I would disregard answers that attempt to talk you out of asking for her to contribute to the gas or challenge your definition of an equal relationship. Your desire to split significant expenses is entirely valid and no one is entitled to have you as a free taxi.

Just tell her in a straightforward manner that for long trips, you insist on splitting the gas. If sharing expenses in an egalitarian manner is a deal breaker for her, it's better to find out sooner rather than later. I am personally the sort who always splits expenses with girlfriends and I don't make it a delicate subject nor do I surprise them with this info after we've made an expense they thought would be my treat. Simply before agreeing to go on a road trip, get a hotel, or have an expensive meal I say something to the effect of "Make sure you bring your wallet so we can split [whatever expense]. I think it'll be about $X".

If she challenges you by bringing up the habits of her exes, I'd simply respond with, "that was their choice; I feel differently". Again, you don't have to justify why you think equal sharing of significant expenses is important, though you could certainly assert to her that it is if she seems to disagree.

As always in a relationship, being direct, honest, and open about your feelings is best. She can either agree or you can decide if you're willing to compromise.

Manage Expectations.

Imagine a friend is doing you a simple favor, one which all your other friends have done for you before for free, and when he's finished he's suddenly giving you a bill. A bill he's never mentioned before. Your reaction would hopefully be better than that of your girlfriend, but you'd still be surprised, and not in a good way.

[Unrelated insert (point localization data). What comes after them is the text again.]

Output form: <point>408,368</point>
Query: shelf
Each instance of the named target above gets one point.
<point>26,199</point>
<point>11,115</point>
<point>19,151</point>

The problem is asking her to pay up, AFTER rendering the service, thus surprising and likely offending her. She seems to have a rather different background from yours, so she grew up being driven around by boyfriends at their expense - this is her normal. You're charging for a service which she had assumed to be free of charge. You would have offended her less if you would have brought up the topic BEFORE driving her.

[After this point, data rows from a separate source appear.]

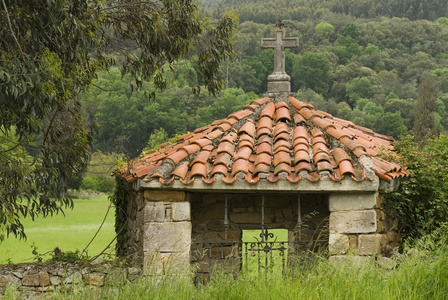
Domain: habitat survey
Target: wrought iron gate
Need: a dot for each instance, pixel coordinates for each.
(265, 255)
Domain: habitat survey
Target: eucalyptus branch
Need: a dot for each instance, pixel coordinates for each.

You've already been dating for a few months, so it's past time to sit down with her, ask her what she imagines a perfect boyfriend to do, and also let her know what you imagined a perfect girlfriend to do - then figure out how you're going to approach the areas where your expectations mismatch reality. Don't worry, a healthy relationship is rarely one where everything's equal. It's perfectly normal if one person does more cleaning, the other does more cooking, and the minutes spent doing chores don't add up to exactly the same number, metaphorically speaking.